Para pakar diet menganjurkan untuk mengombinasikan keduanya. ’’Serat tertentu akan larut di saluran cerna dan membentuk filter untuk memperlambat penyerapan gula dan lemak,’’ kata David Katz M.D. dari Yale Prevention Research Center.

    Ketiga, salah pilih sayuran. Tidak ada sayuran khusus yang dikatakan buruk untuk diet memang, tetapi ada yang lebih dianjurkan untuk mencegah lemas. Brokoli, kubis, dan kembang kol misalnya. Sayuran ini mengandung senyawa isothiocyanates yang mengaktifkan protein NRF2.

Protein ini membentuk mitokondria yang mengubah gula menjadi tenaga. ’’Makin banyak mitokondria, makin baik pula otot bekerja dan rasanya tidak cepat lemas,’’ ucap Mladen Golubic M.D. dari Cleveland Clinic’s Wellness Institute.

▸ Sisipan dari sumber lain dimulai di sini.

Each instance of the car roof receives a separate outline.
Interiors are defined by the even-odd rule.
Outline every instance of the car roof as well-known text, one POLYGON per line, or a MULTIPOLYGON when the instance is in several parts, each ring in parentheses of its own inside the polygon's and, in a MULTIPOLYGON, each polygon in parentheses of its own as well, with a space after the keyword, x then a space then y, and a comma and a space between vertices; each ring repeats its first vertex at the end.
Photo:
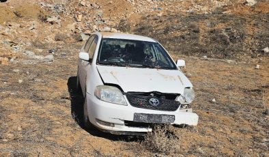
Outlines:
POLYGON ((134 35, 134 34, 112 33, 112 32, 96 32, 96 33, 100 33, 100 35, 103 38, 134 40, 156 42, 156 40, 149 37, 145 37, 145 36, 134 35))

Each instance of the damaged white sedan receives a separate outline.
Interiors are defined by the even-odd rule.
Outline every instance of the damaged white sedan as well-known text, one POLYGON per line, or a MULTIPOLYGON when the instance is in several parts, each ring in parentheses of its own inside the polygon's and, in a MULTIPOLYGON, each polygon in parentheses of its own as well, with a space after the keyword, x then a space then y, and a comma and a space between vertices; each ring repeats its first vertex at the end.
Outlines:
POLYGON ((150 38, 94 33, 79 53, 77 88, 84 123, 113 134, 151 132, 155 124, 196 126, 193 85, 150 38))

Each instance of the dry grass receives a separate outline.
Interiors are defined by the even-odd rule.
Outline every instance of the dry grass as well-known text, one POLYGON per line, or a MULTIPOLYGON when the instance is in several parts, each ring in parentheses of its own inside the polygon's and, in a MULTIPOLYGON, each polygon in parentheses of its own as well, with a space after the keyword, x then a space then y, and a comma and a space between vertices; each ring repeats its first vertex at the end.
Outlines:
POLYGON ((156 126, 141 144, 152 152, 168 155, 178 152, 180 139, 169 126, 156 126))

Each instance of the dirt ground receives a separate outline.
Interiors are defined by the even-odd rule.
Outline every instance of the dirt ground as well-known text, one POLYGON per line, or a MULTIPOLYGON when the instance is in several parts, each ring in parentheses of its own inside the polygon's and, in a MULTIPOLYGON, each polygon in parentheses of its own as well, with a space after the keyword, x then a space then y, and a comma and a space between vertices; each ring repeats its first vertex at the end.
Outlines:
MULTIPOLYGON (((64 1, 0 3, 0 24, 5 27, 0 25, 0 57, 8 59, 0 63, 0 156, 269 156, 269 55, 262 51, 269 46, 268 1, 253 7, 237 1, 208 14, 165 10, 173 1, 156 1, 162 16, 148 8, 134 12, 139 8, 129 1, 120 8, 120 1, 100 1, 104 16, 109 16, 107 10, 116 16, 132 14, 115 28, 153 37, 175 60, 186 62, 182 70, 194 85, 192 106, 199 122, 195 127, 171 126, 179 142, 170 154, 147 147, 143 137, 84 128, 83 97, 74 91, 83 44, 76 40, 79 27, 66 29, 73 15, 65 15, 70 18, 61 18, 61 25, 44 23, 39 15, 54 14, 39 1, 64 1), (53 61, 36 59, 51 54, 53 61)), ((175 1, 171 10, 195 3, 210 8, 203 1, 175 1)))
MULTIPOLYGON (((77 54, 80 44, 70 45, 66 48, 77 54)), ((174 58, 186 61, 184 71, 194 84, 193 107, 199 115, 197 127, 175 128, 180 154, 268 156, 268 59, 174 58), (257 62, 258 70, 254 68, 257 62)), ((76 55, 68 54, 52 63, 1 66, 1 156, 154 154, 136 138, 85 130, 81 125, 83 100, 74 92, 76 61, 76 55)))

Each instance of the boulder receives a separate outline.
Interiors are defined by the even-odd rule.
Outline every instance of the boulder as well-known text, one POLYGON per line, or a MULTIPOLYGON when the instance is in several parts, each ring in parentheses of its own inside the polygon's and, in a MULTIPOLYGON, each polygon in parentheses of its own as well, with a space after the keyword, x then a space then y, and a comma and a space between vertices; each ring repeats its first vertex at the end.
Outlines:
POLYGON ((246 0, 244 4, 248 6, 253 6, 257 3, 256 0, 246 0))

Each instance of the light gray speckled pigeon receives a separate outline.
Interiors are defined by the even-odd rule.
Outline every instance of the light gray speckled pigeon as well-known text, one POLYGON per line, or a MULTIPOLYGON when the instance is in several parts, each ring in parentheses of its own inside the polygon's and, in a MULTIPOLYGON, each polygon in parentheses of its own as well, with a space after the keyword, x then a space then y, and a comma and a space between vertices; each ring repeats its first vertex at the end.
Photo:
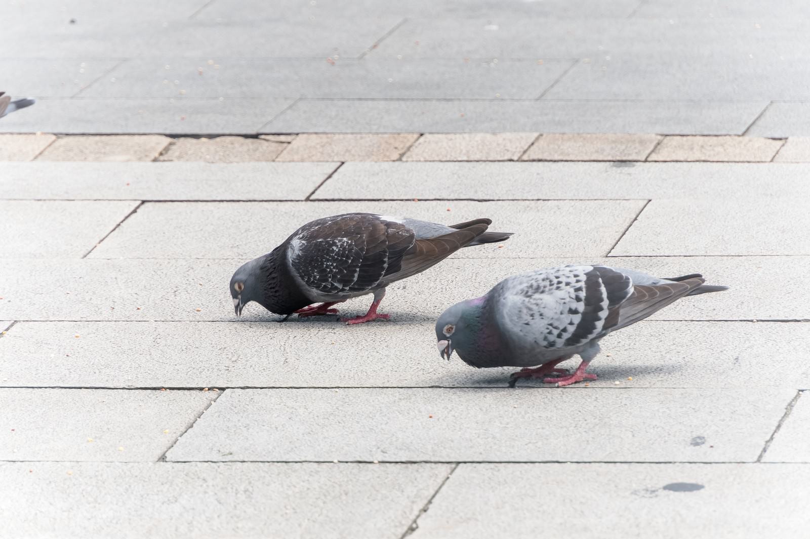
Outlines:
POLYGON ((632 270, 567 265, 504 279, 480 298, 456 303, 436 323, 441 357, 453 351, 476 367, 522 367, 509 378, 544 378, 569 385, 596 380, 586 372, 599 339, 646 318, 684 295, 727 290, 700 274, 656 278, 632 270), (555 367, 578 354, 573 374, 555 367), (529 368, 539 365, 535 368, 529 368))
POLYGON ((231 278, 237 315, 250 301, 276 314, 337 314, 330 308, 350 298, 373 294, 361 324, 377 312, 391 282, 438 264, 463 247, 503 241, 511 234, 488 232, 489 219, 446 227, 377 214, 343 214, 308 223, 271 253, 247 262, 231 278), (322 305, 311 305, 322 303, 322 305), (309 307, 308 307, 309 306, 309 307))
POLYGON ((6 116, 6 114, 11 114, 15 110, 19 110, 20 108, 25 108, 26 107, 30 107, 34 104, 34 100, 11 100, 11 95, 6 95, 6 92, 0 91, 0 118, 6 116))

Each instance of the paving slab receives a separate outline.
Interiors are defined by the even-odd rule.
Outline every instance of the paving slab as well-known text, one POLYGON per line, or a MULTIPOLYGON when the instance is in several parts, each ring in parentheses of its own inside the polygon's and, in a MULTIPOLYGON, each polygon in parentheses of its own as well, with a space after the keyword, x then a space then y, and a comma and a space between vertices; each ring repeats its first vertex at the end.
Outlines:
POLYGON ((654 134, 549 134, 522 161, 643 161, 661 137, 654 134))
MULTIPOLYGON (((389 286, 383 312, 400 322, 434 321, 448 305, 481 295, 508 275, 587 262, 634 268, 663 277, 701 272, 710 283, 731 286, 720 294, 676 302, 653 315, 654 320, 807 320, 810 307, 805 298, 786 295, 784 283, 791 282, 797 290, 810 286, 805 271, 808 261, 808 257, 505 257, 485 262, 448 259, 389 286), (438 288, 437 276, 443 283, 438 288), (433 291, 424 294, 426 290, 433 291)), ((0 274, 6 277, 0 319, 235 320, 228 282, 245 261, 0 259, 0 274), (32 280, 40 286, 32 288, 32 280)), ((352 299, 343 312, 362 315, 369 301, 369 297, 352 299)), ((241 320, 280 318, 250 303, 241 320)))
POLYGON ((753 461, 795 393, 775 388, 228 389, 166 458, 753 461), (543 428, 526 428, 539 425, 543 428), (709 443, 694 445, 697 436, 709 443), (308 443, 301 444, 302 439, 308 443))
POLYGON ((136 201, 2 201, 3 258, 81 258, 138 207, 136 201))
POLYGON ((808 175, 789 163, 347 163, 312 198, 804 198, 808 175))
POLYGON ((810 102, 771 103, 746 134, 774 138, 810 136, 810 102))
POLYGON ((799 393, 790 415, 782 423, 774 441, 762 457, 763 462, 810 462, 810 395, 799 393))
POLYGON ((808 478, 801 465, 463 464, 411 537, 798 538, 808 478))
POLYGON ((453 255, 458 257, 599 257, 608 254, 646 203, 637 200, 147 203, 90 256, 252 258, 270 252, 305 223, 366 211, 446 224, 488 217, 493 231, 520 232, 505 242, 462 249, 453 255), (581 215, 589 219, 578 219, 581 215), (256 227, 257 223, 262 226, 256 227))
POLYGON ((767 163, 784 143, 760 137, 664 137, 647 160, 767 163))
POLYGON ((0 389, 0 460, 153 462, 217 394, 0 389))
MULTIPOLYGON (((45 11, 28 16, 40 21, 45 11)), ((2 15, 0 18, 5 19, 2 15)), ((0 73, 14 74, 13 93, 15 95, 71 97, 120 63, 121 60, 117 59, 89 57, 82 59, 2 58, 0 59, 0 73)))
MULTIPOLYGON (((385 303, 382 312, 389 312, 385 303)), ((18 322, 0 340, 0 386, 505 388, 518 370, 442 360, 433 320, 398 314, 360 330, 335 320, 18 322)), ((756 380, 757 387, 803 389, 810 387, 808 357, 795 343, 808 339, 806 322, 644 321, 602 341, 589 369, 599 380, 590 387, 746 389, 756 380), (765 376, 763 365, 779 368, 765 376)), ((520 383, 527 385, 541 384, 520 383)))
POLYGON ((272 161, 286 147, 287 144, 283 142, 241 137, 178 138, 157 160, 207 163, 272 161))
POLYGON ((18 537, 399 539, 450 468, 0 463, 0 518, 18 537))
POLYGON ((810 163, 810 137, 791 137, 774 157, 778 163, 810 163))
POLYGON ((6 133, 248 134, 292 103, 276 99, 49 99, 3 118, 6 133))
MULTIPOLYGON (((654 24, 652 21, 650 23, 654 24)), ((751 28, 755 23, 751 23, 751 28)), ((683 22, 681 26, 689 26, 683 22)), ((767 23, 765 23, 767 24, 767 23)), ((712 40, 723 36, 711 32, 712 40)), ((668 45, 668 44, 667 44, 668 45)), ((748 42, 712 56, 685 45, 665 45, 630 53, 594 55, 578 62, 544 95, 571 100, 696 100, 706 101, 800 100, 810 85, 810 68, 800 57, 770 53, 748 42)), ((711 46, 711 45, 710 45, 711 46)))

    Keempat, terlalu menghindari daging merah. Mudah lemas juga bisa disebabkan oleh defisiensi atau kekurangan zat besi. Salah satu sumber utama zat besi adalah daging merah, yang sering dihindari saat diet karena dimitoskan bisa bikin gemuk.

Di antara berbagai jenis daging merah, daging sapi paling banyak mengandung zat besi yang dibutuhkan oleh tubuh.

    Kelima, terlalu banyak memangkas karbohidrat. Memangkas asupan karbohidrat adalah salah satu cara ampuh untuk menurunkan berat badan, karena di dalam tubuh komponen gizi ini akan dipecah menjadi gula. Bila tidak terpakai sebagai sumber energi, maka lemak akan terbentuk sebagai cadangan energi.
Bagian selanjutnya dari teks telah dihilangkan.